有效的术后镇痛仍然是骨科手术的首要任务,但由于担心阿片类药物的转移和滥用,人们对改善阿片类药物管理的关注度已经提高。需要有术后疼痛和阿片类药物使用的规范数据来指导和平衡这两个优先事项。我们旨在描述一种典型的儿科骨科手术(即肱骨髁上骨折闭合复位和经皮克氏针固定术)的术后疼痛和阿片类药物使用情况。
在一家儿科创伤中心,对接受肱骨髁上骨折闭合复位和经皮克氏针固定术的患儿进行前瞻性随访,并登记在册。使用基于自动文本消息的方案,在术后第 1 至 7 天、第 10 天、第 14 天和第 21 天收集有效的疼痛评分(Wong-Baker FACES 疼痛评定量表)和阿片类药物使用数据。采用描述性和单变量统计方法对数据进行分析。

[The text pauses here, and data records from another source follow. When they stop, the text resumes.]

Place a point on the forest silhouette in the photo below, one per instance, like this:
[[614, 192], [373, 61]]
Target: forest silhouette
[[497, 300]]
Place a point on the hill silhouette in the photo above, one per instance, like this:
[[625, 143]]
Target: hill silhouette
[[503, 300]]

共纳入 81 名平均年龄(标准差)为 6.1 ± 2.1 岁(62%为男性)的患儿,其中 53.1%为Ⅱ型骨折,46.9%为Ⅲ型骨折。疼痛评分最高的是到达急诊科时(3.5 ± 3.5 分)和术后第 1 天早上(3.5 ± 2.4 分)。到术后第 3 天,疼痛评分平均降至<2(1.8 ± 1.8 分),阿片类药物剂量平均降至<1 剂(0.8 ± 1.2 剂)。术后阿片类药物的使用与报告的疼痛呈平行下降趋势(r = 0.972;p < 0.001)。阿片类药物使用的四分位间距为 1 至 7 剂,患者仅使用了处方阿片类药物的 24.1%(平均使用 4.8 ± 5.6 剂,处方 19.8 ± 7.1 剂)。骨折类型、年龄或性别对疼痛评分或阿片类药物使用无显著差异(p > 0.05)。
肱骨髁上骨折闭合复位和经皮克氏针固定术后,疼痛水平和阿片类药物使用在术后第 3 天降至临床无足轻重的水平。出院后疼痛评分≥6 分的患者为异常值,应筛查有无骨筋膜室综合征或缺血。患者使用的处方阿片类药物不足 25%,表明可能存在过度处方和阿片类药物转移。出院后开具 7 剂阿片类药物的处方,可在大多数患者中提供足够的术后镇痛,同时改善阿片类药物的管理。
治疗性 IV 级。欲了解完整的证据水平描述,请参见作者须知。